LeetCode 1539. Kth Missing Positive Number

原题链接在这里：https://leetcode.com/problems/kth-missing-positive-number/description/

题目：

Given an array arr of positive integers sorted in a strictly increasing order, and an integer k.

Return the kth positive integer that is missing from this array.

Example 1:

Input: arr = [2,3,4,7,11], k = 5
Output: 9
Explanation: The missing positive integers are [1,5,6,8,9,10,12,13,...]. The 5th missing positive integer is 9.

Example 2:

Input: arr = [1,2,3,4], k = 2
Output: 6
Explanation: The missing positive integers are [5,6,7,...]. The 2nd missing positive integer is 6.

Constraints:

• 1 <= arr.length <= 1000
• 1 <= arr[i] <= 1000
• 1 <= k <= 1000
• arr[i] < arr[j] for 1 <= i < j <= arr.length

Follow up:

Could you solve this problem in less than O(n) complexity?

题解：

Assume x is the final result, from 1 to x, there are m numbers not missing.

Try to find the m position.

Use the binary search, arr[mid] - mid - 1 is the missing numbers up to index mid.

if it is smaller than k, than m must be on the right, l = mid + 1. 

else, than m could on the left including current m. r = m.
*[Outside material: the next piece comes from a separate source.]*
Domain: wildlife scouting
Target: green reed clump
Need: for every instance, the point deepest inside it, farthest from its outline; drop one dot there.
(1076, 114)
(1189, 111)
Note: initialize r as arr.length.

Time Complexity: O(logn). n = arr.length.

Space: O(1).

AC Java:

class Solution {
    public int findKthPositive(int[] arr, int k) {
        int l = 0;
        int r = arr.length;
        while(l < r){
            int mid = l + (r - l) / 2;
            if(arr[mid] - mid  - 1 < k){
                l = mid + 1;
            }else{
                r = mid;
            }
        }

        return l + k;
    }
}

类似Missing Element in Sorted Array.